First rule: Hot water, plenty of it, and keep at it!
Second rule: No matter what you're using, repetition usually beats force.
In your case: An inexpensive steamer; plus a cleanser like 409, Mr. Clean, Fabuloso, or whatever; plus a lot of repetition and wiping, will do the trick.
Happy scrubbing,

BDL


----------



## kyheirloomer (Feb 1, 2007)

Don't think the third step should even be necessary, Boar, if the OP follows the first two rules. I would add some liquid detergent to the hot water though.

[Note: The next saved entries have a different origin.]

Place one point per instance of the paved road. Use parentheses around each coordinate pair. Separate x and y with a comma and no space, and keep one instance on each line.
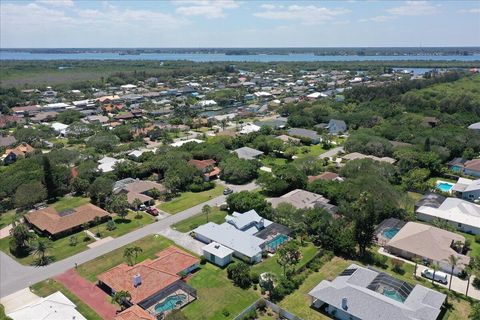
(15,276)
(331,153)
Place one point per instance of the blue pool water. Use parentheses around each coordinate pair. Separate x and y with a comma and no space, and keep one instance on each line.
(277,241)
(170,303)
(392,294)
(390,232)
(444,186)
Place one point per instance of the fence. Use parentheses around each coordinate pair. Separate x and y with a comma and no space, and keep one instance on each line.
(284,314)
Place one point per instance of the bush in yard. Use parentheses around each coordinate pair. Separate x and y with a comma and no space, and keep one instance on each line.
(239,273)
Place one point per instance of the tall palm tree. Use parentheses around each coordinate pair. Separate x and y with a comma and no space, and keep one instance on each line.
(121,297)
(40,249)
(452,261)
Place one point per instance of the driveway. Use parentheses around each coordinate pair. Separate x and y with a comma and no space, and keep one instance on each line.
(14,276)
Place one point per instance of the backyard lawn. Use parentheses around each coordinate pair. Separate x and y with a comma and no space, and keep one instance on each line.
(191,223)
(50,286)
(61,248)
(67,203)
(189,199)
(271,265)
(216,294)
(129,224)
(150,245)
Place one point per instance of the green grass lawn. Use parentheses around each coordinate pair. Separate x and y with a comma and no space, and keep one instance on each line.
(313,150)
(271,265)
(215,294)
(61,248)
(191,223)
(189,199)
(6,218)
(124,226)
(299,302)
(67,203)
(150,245)
(272,162)
(50,286)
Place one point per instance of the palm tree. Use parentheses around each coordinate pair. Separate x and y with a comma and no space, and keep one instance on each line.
(435,268)
(131,254)
(121,297)
(452,261)
(40,249)
(206,210)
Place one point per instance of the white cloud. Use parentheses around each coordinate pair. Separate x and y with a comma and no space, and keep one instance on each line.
(209,9)
(378,19)
(306,15)
(414,8)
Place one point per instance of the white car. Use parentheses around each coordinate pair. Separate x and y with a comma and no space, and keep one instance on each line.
(440,276)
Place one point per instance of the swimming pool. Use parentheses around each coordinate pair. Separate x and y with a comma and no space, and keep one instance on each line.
(170,303)
(277,241)
(390,232)
(444,186)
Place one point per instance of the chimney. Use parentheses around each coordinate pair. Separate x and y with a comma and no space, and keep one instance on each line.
(137,280)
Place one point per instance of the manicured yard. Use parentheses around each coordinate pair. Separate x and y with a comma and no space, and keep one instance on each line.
(271,265)
(61,248)
(191,223)
(6,218)
(189,199)
(299,302)
(124,226)
(150,245)
(216,293)
(67,203)
(50,286)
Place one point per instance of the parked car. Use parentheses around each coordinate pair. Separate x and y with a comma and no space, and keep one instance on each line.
(153,211)
(440,276)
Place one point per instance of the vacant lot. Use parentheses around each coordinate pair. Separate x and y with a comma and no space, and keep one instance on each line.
(189,199)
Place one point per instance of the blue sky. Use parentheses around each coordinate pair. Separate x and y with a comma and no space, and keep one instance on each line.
(232,23)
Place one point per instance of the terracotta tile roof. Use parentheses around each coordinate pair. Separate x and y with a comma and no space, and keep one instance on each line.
(202,164)
(134,313)
(54,222)
(155,275)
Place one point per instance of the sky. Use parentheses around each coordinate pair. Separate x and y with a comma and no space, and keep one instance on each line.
(237,23)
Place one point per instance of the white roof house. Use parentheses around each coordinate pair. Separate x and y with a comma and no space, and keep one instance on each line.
(249,128)
(106,164)
(54,307)
(361,293)
(463,215)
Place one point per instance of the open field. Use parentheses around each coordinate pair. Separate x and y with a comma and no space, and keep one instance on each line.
(216,293)
(50,286)
(191,223)
(189,199)
(150,245)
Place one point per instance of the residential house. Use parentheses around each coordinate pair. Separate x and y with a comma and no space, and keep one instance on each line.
(461,214)
(302,199)
(207,167)
(362,293)
(137,189)
(153,282)
(52,223)
(431,244)
(305,134)
(53,307)
(22,150)
(467,189)
(248,153)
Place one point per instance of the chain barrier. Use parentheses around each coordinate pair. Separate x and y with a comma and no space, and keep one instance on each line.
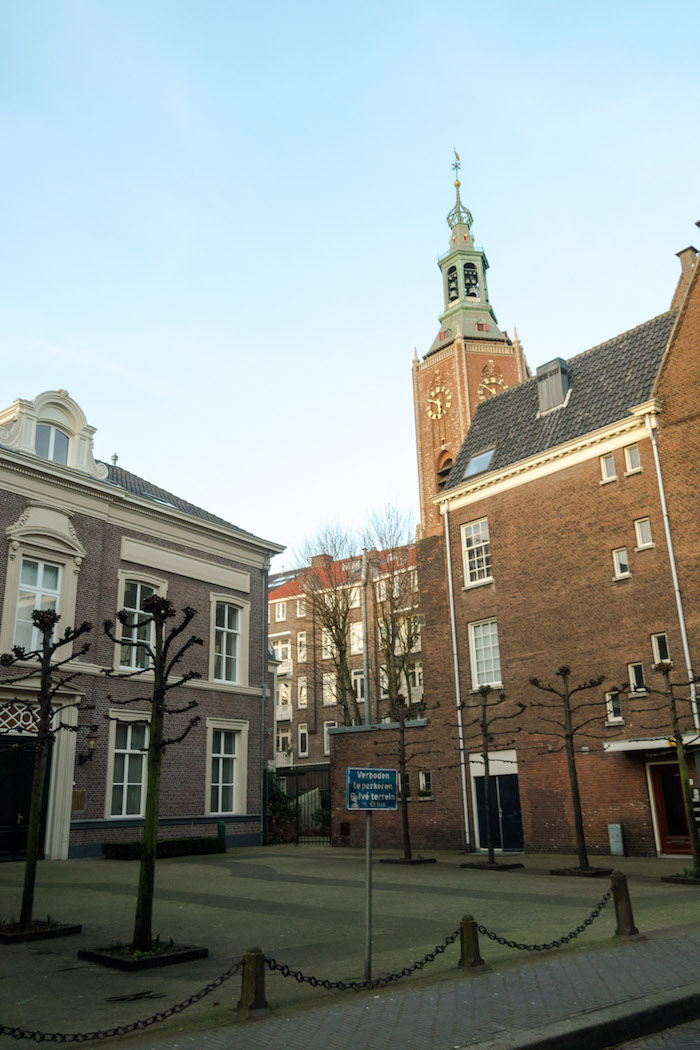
(551,944)
(287,971)
(105,1033)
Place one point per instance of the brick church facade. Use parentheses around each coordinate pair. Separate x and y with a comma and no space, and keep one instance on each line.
(558,527)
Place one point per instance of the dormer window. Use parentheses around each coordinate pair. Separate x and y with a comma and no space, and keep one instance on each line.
(51,443)
(479,463)
(470,280)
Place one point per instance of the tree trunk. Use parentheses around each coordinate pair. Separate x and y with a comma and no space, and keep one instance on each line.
(573,781)
(487,786)
(143,924)
(38,780)
(405,828)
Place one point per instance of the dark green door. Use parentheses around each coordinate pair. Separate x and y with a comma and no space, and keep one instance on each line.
(16,772)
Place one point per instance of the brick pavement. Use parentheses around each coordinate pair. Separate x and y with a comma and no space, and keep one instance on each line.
(304,907)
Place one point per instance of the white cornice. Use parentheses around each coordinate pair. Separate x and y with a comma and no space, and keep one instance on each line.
(578,449)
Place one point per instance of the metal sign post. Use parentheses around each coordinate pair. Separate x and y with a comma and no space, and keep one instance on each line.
(368,790)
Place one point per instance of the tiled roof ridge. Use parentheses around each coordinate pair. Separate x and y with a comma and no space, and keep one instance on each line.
(621,335)
(158,492)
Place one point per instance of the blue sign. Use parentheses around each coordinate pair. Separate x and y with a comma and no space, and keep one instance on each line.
(372,790)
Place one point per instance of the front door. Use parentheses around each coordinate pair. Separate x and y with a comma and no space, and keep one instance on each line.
(16,773)
(506,819)
(670,811)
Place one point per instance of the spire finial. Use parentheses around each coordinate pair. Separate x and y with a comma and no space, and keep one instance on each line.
(459,214)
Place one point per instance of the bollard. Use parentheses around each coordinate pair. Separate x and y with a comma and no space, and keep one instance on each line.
(220,831)
(469,943)
(252,984)
(626,926)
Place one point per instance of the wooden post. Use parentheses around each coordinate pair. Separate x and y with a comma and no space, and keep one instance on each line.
(252,984)
(469,943)
(626,926)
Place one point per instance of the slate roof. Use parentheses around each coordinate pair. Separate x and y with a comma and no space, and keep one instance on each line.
(605,383)
(139,486)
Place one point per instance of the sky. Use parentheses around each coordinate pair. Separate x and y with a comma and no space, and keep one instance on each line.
(221,221)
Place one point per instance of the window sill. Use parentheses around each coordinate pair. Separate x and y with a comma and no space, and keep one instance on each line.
(478,583)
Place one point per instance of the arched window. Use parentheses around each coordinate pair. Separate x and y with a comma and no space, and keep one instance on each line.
(444,467)
(51,443)
(470,280)
(452,290)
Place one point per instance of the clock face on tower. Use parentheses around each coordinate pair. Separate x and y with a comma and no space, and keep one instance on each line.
(490,385)
(439,402)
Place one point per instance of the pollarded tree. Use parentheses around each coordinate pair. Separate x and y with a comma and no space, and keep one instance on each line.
(570,719)
(676,710)
(160,655)
(489,710)
(50,679)
(332,579)
(393,557)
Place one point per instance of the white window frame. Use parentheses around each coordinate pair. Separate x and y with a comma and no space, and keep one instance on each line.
(611,701)
(285,732)
(608,471)
(123,576)
(474,655)
(641,526)
(242,666)
(476,558)
(240,727)
(45,597)
(52,431)
(122,715)
(330,689)
(326,738)
(356,638)
(655,648)
(42,533)
(635,686)
(630,467)
(620,558)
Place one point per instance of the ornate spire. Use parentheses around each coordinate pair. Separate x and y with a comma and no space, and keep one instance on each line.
(459,214)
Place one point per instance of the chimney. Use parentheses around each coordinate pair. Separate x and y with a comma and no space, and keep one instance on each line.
(687,257)
(552,384)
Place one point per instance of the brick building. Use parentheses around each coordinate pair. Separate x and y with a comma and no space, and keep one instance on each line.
(89,539)
(308,705)
(565,532)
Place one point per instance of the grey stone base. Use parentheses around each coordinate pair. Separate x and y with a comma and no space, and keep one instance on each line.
(120,959)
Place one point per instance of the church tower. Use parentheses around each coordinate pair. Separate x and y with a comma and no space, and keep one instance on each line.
(470,360)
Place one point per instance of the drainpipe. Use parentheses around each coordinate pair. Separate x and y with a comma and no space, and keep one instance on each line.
(455,664)
(651,427)
(263,735)
(365,647)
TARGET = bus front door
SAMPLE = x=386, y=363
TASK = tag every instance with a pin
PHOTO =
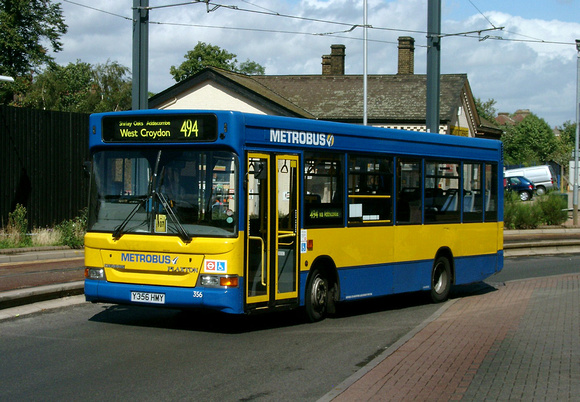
x=272, y=238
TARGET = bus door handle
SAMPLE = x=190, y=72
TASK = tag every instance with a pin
x=262, y=247
x=283, y=234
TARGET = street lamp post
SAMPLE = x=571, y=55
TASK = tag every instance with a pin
x=575, y=195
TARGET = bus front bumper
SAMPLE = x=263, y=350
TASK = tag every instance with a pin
x=228, y=300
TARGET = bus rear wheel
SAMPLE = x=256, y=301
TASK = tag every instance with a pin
x=316, y=298
x=440, y=280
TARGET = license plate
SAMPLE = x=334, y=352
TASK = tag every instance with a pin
x=146, y=297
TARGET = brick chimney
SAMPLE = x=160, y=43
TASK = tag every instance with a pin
x=406, y=55
x=326, y=65
x=333, y=64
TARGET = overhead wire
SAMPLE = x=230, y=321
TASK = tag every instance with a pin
x=351, y=26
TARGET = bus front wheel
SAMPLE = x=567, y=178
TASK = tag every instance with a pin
x=316, y=299
x=440, y=280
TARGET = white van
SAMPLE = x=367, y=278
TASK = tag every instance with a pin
x=542, y=176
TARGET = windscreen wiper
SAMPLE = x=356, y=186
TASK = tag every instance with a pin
x=182, y=232
x=118, y=232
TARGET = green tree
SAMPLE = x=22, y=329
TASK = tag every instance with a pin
x=29, y=30
x=486, y=109
x=565, y=143
x=80, y=87
x=531, y=141
x=111, y=88
x=206, y=55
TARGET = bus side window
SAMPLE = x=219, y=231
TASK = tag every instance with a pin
x=323, y=188
x=370, y=187
x=409, y=189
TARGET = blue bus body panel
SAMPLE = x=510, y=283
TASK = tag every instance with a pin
x=224, y=300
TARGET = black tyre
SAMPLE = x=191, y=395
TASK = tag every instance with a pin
x=440, y=280
x=316, y=299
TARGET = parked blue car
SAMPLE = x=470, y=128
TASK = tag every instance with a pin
x=521, y=185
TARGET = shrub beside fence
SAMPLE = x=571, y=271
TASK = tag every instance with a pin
x=41, y=158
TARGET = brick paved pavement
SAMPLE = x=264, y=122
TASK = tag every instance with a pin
x=519, y=342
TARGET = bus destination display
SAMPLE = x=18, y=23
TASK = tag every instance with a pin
x=160, y=128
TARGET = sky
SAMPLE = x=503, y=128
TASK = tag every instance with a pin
x=520, y=53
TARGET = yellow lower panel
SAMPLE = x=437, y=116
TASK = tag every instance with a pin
x=162, y=260
x=384, y=244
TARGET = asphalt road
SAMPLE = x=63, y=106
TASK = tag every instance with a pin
x=96, y=352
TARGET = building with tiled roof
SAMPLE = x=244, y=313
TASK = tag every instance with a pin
x=394, y=101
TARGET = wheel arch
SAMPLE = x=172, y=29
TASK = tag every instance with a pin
x=447, y=253
x=327, y=267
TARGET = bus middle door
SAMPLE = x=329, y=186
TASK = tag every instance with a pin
x=272, y=238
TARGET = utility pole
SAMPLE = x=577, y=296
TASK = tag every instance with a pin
x=139, y=90
x=365, y=65
x=575, y=195
x=433, y=64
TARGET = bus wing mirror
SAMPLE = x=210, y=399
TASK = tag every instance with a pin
x=260, y=172
x=87, y=168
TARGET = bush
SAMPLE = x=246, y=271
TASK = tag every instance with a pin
x=15, y=233
x=72, y=231
x=549, y=209
x=69, y=233
x=553, y=208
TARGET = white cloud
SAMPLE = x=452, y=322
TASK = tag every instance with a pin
x=538, y=76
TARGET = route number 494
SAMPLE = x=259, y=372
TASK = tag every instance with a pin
x=189, y=127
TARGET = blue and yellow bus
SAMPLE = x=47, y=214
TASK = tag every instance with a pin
x=246, y=213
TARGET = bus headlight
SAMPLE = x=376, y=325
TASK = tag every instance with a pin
x=219, y=281
x=94, y=273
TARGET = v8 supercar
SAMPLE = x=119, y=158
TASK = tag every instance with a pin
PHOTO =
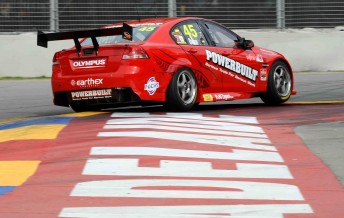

If there's a third rule it would be to change or rinse the rag very often. Otherwise you're just moving the crud around, rather than removing it. For that reason, this is a time when paper towels really make more sense than cloth.

And hot means hot. If the cold water tap is on at all it probably won't do. And even then it might not, cuz modern hot water heaters are set relatively low (like 120F).

Cheftux: Why can't you use a stainless scrubby at home? I'm guessing that if those other things didn't do the job the grease is pretty thick, and you may have to cut through it.


----------



## phatch (Mar 29, 2002)

It's on the paint on the refrigerator. A stainless scrubby would take off the paint probably.


----------



## cheftux (Oct 12, 2011)

Hit it right on the head phatch, I'm afraid of "scratching" the paint on the refrigerator. 

And thanks guys, I felt extremely guilty asking for cleaning tips. But I really have tried just about everything and this stuff is stubborn. I'll try hot water and 409 again!

On a side note, anyone know how to circumvent smoke alarms? Other than detaching them? I open windows (sometimes even doors) and have the vent full blast before I even start cooking and the smoke alarm still goes off. I have a VERY clean oven, and sometimes even preheating the oven will set it off. It's like the thing goes off at the sign of heat not smoke. Almost every time it has gone off there has been no smoke in the house. Is it possible that the landlord installed super sensitive smoke alarms?

cheers,
:tux


----------



## phatch (Mar 29, 2002)

Tape or rubber band a plastic sack/bag over them.


----------



## koukouvagia (Apr 3, 2008)

You need a little chore boy yellow plastic scrub sponge. It scrubs but it doesn't scratch.  You can try bar keepers friend, I've used that with good success however I don't know about plastic.  I hope you've learned your lesson now, clean as you go otherwise you're stuck with a big mess.


----------



## chefbuba (Feb 17, 2010)

Castrol super clean.


----------



## chefedb (Apr 3, 2010)

Try Gunk ot Fantastic with a plastic scrubber


----------



## boatchef (Aug 14, 2006)

For the smoke alarms I use a shower cap (anyone that you can take from a hotel room stay).  Just don't forget to remove when you have finished cooking! 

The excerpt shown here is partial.